Use HTML5 comment syntax instead of HTML4

[alelievre44]

Hello

I would like to submit you a problem in function HtmlInputSplitter.parseToken() .

When you sanitize HTML text like : "<!-- COMMENT -- ME -> I'M ALONE --> MY CODE"

the parser detect end comment just before "I'M" rather than before "MY CODE".

Problem is due to this code in HtmlInputSplitter.parseToken():

    case COMMENT_DASH_DASH:     
        if ('>' == ch) {
         state = HtmlInputSplitter.State.DONE;
         type = HtmlTokenType.COMMENT;
         } else if ('-' == ch) {
             state = HtmlInputSplitter.State.COMMENT_DASH_DASH;
         } else {
             state = HtmlInputSplitter.State.COMMENT_DASH;
         }
         break;

the last state need to be HtmlInputSplitter.State.COMMENT otherwise end comment is detected after "->" otherwise "-->

    case COMMENT_DASH_DASH:
    ....
        } else if ('-' == ch) {
             state = HtmlInputSplitter.State.COMMENT_DASH_DASH;
        } else {
             state = HtmlInputSplitter.State.COMMENT
        }
        break;

Could you fix this issue, please ?

[mikesamuel]

I think it was written that way for compatibility with HTML4 quirks. (Emphasis added)

White space is not permitted between the markup declaration open delimiter("<!") and the comment open delimiter ("--"), but is permitted between the comment close delimiter ("--") and the markup declaration close delimiter (">"). A common error is to include a string of hyphens ("---") within a comment. Authors should avoid putting two or more adjacent hyphens inside comments.

IIRC, some HTML4 parsers treated any > after a non-starting -- sequence as closing.

That said, we can fix the lexer to conform to HTML5's comment grammar as long as the HTML serializer does not emit comments that have -- in odd places.

---

The current syntax is governed by html.spec.whatwg.org §13.1.6.

Comments must have the following format:

• The string "<!--".
• Optionally, text, with the additional restriction that the text must not start with the string ">", nor start with the string "->", nor contain the strings "<!--", "-->", or "--!>", nor end with the string "<!-".
• The string "-->".

Additionally §13.2.8 notes XML compatibility restrictions:

If the XML API restricts comments from having two consecutive U+002D HYPHEN-MINUS characters (--), the tool may insert a single U+0020 SPACE character between any such offending characters.
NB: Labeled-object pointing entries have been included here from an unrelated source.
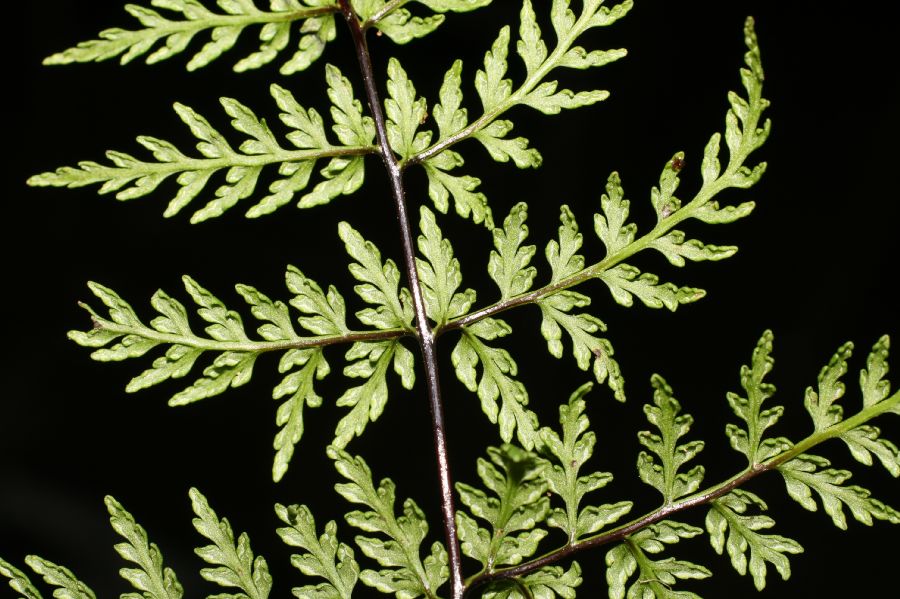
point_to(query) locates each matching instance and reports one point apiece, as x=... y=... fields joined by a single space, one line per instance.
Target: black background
x=817 y=264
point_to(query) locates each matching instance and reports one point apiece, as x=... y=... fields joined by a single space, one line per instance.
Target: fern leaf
x=236 y=566
x=655 y=577
x=750 y=441
x=571 y=451
x=379 y=283
x=67 y=585
x=132 y=178
x=625 y=282
x=406 y=574
x=509 y=265
x=18 y=581
x=191 y=18
x=440 y=274
x=727 y=514
x=513 y=508
x=821 y=404
x=546 y=583
x=664 y=476
x=404 y=112
x=498 y=370
x=150 y=577
x=810 y=472
x=325 y=557
x=367 y=401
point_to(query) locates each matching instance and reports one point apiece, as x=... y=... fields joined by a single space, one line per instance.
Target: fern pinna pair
x=533 y=482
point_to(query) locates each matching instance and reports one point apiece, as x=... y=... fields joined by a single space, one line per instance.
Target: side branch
x=425 y=333
x=700 y=498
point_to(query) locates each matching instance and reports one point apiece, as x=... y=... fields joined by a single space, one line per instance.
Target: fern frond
x=150 y=577
x=498 y=96
x=190 y=17
x=325 y=557
x=571 y=451
x=498 y=370
x=131 y=178
x=405 y=573
x=515 y=505
x=664 y=476
x=655 y=577
x=750 y=441
x=547 y=583
x=236 y=566
x=67 y=585
x=123 y=335
x=728 y=514
x=18 y=581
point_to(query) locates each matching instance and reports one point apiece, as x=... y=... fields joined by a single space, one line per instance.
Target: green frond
x=728 y=514
x=514 y=505
x=405 y=573
x=439 y=273
x=325 y=557
x=131 y=178
x=655 y=577
x=18 y=581
x=498 y=370
x=808 y=473
x=749 y=441
x=176 y=29
x=234 y=561
x=665 y=414
x=67 y=585
x=150 y=578
x=548 y=582
x=572 y=451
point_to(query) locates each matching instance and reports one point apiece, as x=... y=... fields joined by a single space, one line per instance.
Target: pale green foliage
x=343 y=174
x=655 y=577
x=513 y=507
x=750 y=441
x=808 y=473
x=497 y=371
x=571 y=451
x=665 y=415
x=150 y=577
x=325 y=558
x=404 y=572
x=728 y=514
x=236 y=566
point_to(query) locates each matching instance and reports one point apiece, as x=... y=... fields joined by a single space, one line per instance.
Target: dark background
x=817 y=264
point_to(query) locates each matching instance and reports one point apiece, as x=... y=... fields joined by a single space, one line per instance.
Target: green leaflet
x=132 y=178
x=18 y=581
x=405 y=573
x=664 y=476
x=808 y=473
x=571 y=451
x=750 y=441
x=822 y=404
x=150 y=577
x=367 y=401
x=67 y=585
x=380 y=283
x=498 y=368
x=439 y=273
x=655 y=577
x=236 y=564
x=547 y=583
x=317 y=29
x=727 y=514
x=325 y=557
x=514 y=506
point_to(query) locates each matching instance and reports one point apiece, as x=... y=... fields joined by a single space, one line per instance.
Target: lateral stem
x=424 y=331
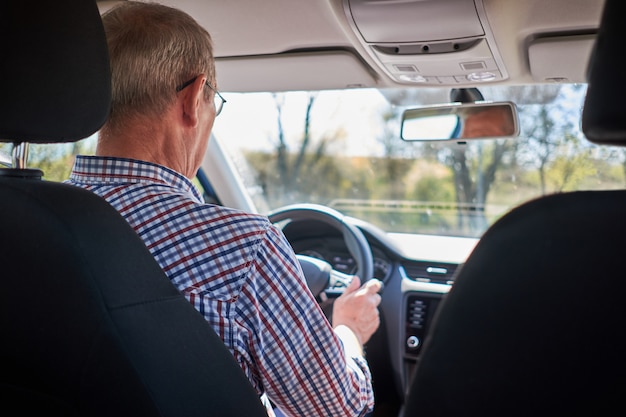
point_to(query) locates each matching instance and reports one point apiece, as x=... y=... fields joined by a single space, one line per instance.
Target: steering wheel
x=323 y=281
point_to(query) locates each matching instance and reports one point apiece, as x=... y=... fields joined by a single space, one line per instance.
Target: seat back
x=91 y=325
x=534 y=323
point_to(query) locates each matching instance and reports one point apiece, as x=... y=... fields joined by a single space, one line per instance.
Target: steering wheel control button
x=412 y=342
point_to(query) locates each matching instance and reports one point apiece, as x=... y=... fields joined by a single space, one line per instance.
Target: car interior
x=93 y=325
x=521 y=318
which IIUC, alludes to the (Char - '-') in XML § 2.5

 Comment   ::=   '<!--' ((Char - '-') | ('-' (Char - '-')))* '-->'

[alelievre44]

Thanks for the explanation. In my use case, I receive parts of HTML code and I want to sanitize this parts before displaying them on a page. So, how could I disallow the use of "--" in comments, to warn my client when I receive this ambiguous code ? I don't find any methods before parseToken() to detect this problem.

[alelievre44]

Thanks for the explanation. In my use case, I receive parts of HTML to analyse, so I'm not the owner. How can I detect an error in parser when we receive "--" in a comment, to disallow this usage ? I didn't find anything

[alelievre44]

I don't know why the issue was closed, so i reopened it!!!

[mikesamuel]

I don't know that there's a good way to do this. The early stages of processing throw away any comment tokens and pre-processors get raw text so can't distinguish between --> MY CODE from --> MY CODE.

[mikesamuel]

You could use the HtmlLexer to create an event stream and look at it for ambiguity so you can give feedback in addition to running the string through the normal sanitizer pipeline.

[jmanico]

I think wiping out all comments is the right way to sanitize for a security library.